Finding the centralizer of a permutation

I need to find the centralizer of the permutation $\sigma=(1 2 3 ... n)\in S_n$.
I know that:
$C_{S_n}(\sigma)=\left\{\tau \in S_n|\text{ } \tau\sigma\tau^{-1}=\sigma\right\}$
In other words, that the centralizer is the set of all the elements that commute with $\sigma$, and I also know that if two permutations have disjoint cycles it implies that they commute, but the thing is; there are no $\tau\in S_n$ s.t. $\tau$ and $\sigma$ have disjoint cycles, since $\sigma=(1 2 3...n)$.
So can I conclude that $\sigma$ does not commute with any other $\tau$ in $S_n$ (besides $id$ of course)?
I guess my question reduces to: is the second direction of the implication mentioned above also true? meaning, if two permutation commute, does it imply that they have disjoint cycles?
If the answer is no, how else can I find the $C_{S_n}(\sigma)$?

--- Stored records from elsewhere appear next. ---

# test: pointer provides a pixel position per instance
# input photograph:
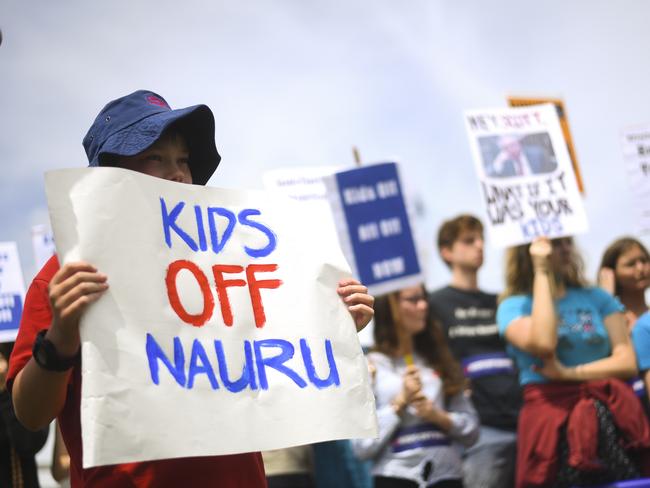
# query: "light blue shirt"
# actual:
(641, 340)
(582, 337)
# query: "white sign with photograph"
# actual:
(636, 152)
(527, 181)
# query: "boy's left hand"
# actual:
(359, 303)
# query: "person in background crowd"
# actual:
(289, 468)
(421, 404)
(142, 133)
(18, 446)
(625, 273)
(468, 316)
(579, 424)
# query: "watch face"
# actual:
(40, 355)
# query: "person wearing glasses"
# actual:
(419, 389)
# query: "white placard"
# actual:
(43, 244)
(12, 291)
(527, 181)
(636, 152)
(306, 185)
(221, 331)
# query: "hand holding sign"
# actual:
(72, 289)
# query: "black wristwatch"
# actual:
(47, 357)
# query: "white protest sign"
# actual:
(636, 152)
(306, 184)
(303, 183)
(525, 174)
(12, 291)
(43, 244)
(221, 331)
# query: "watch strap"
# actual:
(47, 357)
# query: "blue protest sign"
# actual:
(12, 291)
(374, 229)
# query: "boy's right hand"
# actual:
(607, 280)
(74, 287)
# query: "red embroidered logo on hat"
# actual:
(154, 100)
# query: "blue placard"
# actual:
(379, 232)
(11, 308)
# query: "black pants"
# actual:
(385, 482)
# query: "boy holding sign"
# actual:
(468, 315)
(142, 133)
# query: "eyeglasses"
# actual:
(414, 300)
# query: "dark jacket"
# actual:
(18, 447)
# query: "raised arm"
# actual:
(620, 364)
(536, 334)
(39, 394)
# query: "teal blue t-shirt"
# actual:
(582, 337)
(641, 340)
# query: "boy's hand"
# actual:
(72, 289)
(359, 303)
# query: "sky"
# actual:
(296, 83)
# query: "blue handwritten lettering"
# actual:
(268, 249)
(276, 362)
(332, 379)
(155, 353)
(214, 236)
(199, 356)
(203, 245)
(169, 224)
(248, 373)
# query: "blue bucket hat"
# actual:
(129, 125)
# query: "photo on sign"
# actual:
(516, 155)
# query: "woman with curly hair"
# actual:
(625, 273)
(421, 405)
(580, 424)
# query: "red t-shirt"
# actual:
(235, 471)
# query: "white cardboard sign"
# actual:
(636, 152)
(221, 331)
(527, 181)
(43, 244)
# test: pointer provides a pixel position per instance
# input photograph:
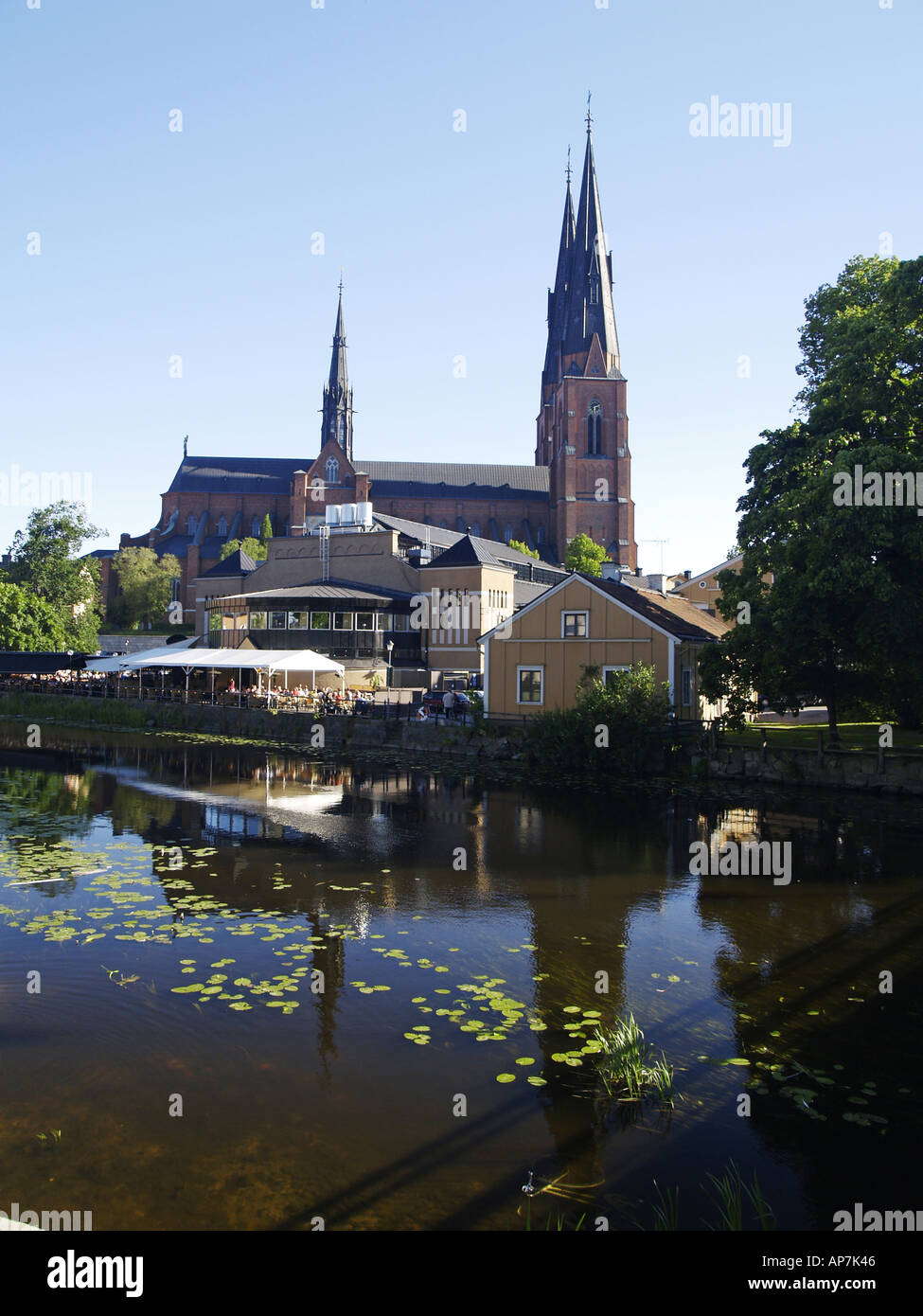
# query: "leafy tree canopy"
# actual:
(583, 554)
(29, 623)
(832, 589)
(523, 547)
(255, 547)
(46, 563)
(147, 583)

By the way, on related subject, I noticed that if an element $g$ of a group $G$ is alone it its conjugacy class, it commutes with all elements in $G$.
What does it mean, intuitively, for an element to share its conjugacy class with another element? does it mean it "almost" commute with everyone in the group?
Is it true that the bigger the conjugacy class, the lesser its members commutes with others in the group?

Solution 1:

Hint: conjugacy in $S_n$ leaves cycle types in tact: $\tau^{-1}(1 2 3 \dots n)\tau=(\tau(1) \tau(2)\tau(3) \cdots \tau(n))$.

Solution 2:

Let $S_n$ act on itself by conjugation. Let $g = (1,2,\ldots,n)$. The size of the orbit of $g$ in this action is its conjugacy class $\{ h^{-1} gh: h \in S_n\}$. The stabilizer subgroup of $g$ in this action is the set of elements $h$ in $S_n$ such that $h^{-1}gh=g$, i.e. the centralizer $C_{S_n}(g)$. By the orbit-stabilizer lemma, the size of the orbit equals the index of the stabilizer. The size of the orbit is the number of elements that have the same cycle structure as $g$, which is $(n-1)!$. Thus, the index of the centralizer is $(n-1)!$, whence the centralizer has $n! / (n-1)!=n$ elements. Thus the powers of $g$ exhaust all of $C_{S_n}(g)$.

A second proof is as follows. For the special case where $g=(1,2,\ldots,n)$, we can determine its centralizer in $S_n$ without using the orbit-stabilizer lemma. If $h^{-1}gh = g$, then $(h(1),h(2),\ldots,h(n)) = (1,2,\ldots,n)$. Now, $h(1)$ can be chosen in $n$ ways to be any of $1,2,\ldots,n$, but once $h(n)$ is chosen, the remaining elements $h(2),\ldots,h(n)$ are uniquely determined. In fact, if $h(1)=i$, then $h(2)=i+1$, and so on, and so $h$ is just a power of $g$. Thus, there are exactly $n$ different elements $h$ such that $h^{-1}gh=g$.

Solution 3:

Note that $|\sigma| = n$ so that $\sigma^n = 1$. So $$ \langle \sigma \rangle = \{1, \sigma, \sigma^2, \ldots, \sigma^{n-1}\} $$ forms a cyclic commutative subgroup of $S_n$ with order $|\langle \sigma \rangle| = n$. For any permutation $x$ of a symmetric group $S_n$ we have the very convenient formula: $$ |C(x)| = 1^{\alpha_1}2^{\alpha_2}\cdots n^{\alpha_n}\alpha_1!\alpha_2!\ldots\alpha_n!, $$ where $\alpha_i$ is the number of cycles in $x$ of length $i$. For your permutation $\alpha_1 = \alpha_2 = \cdots \alpha_{n-1} = 0$ and $\alpha_n = n$ so $|C(\sigma)| = n$. We have $|C(\sigma)| = |\langle \sigma \rangle| = n$, implying $C(\sigma) = \langle \sigma \rangle$.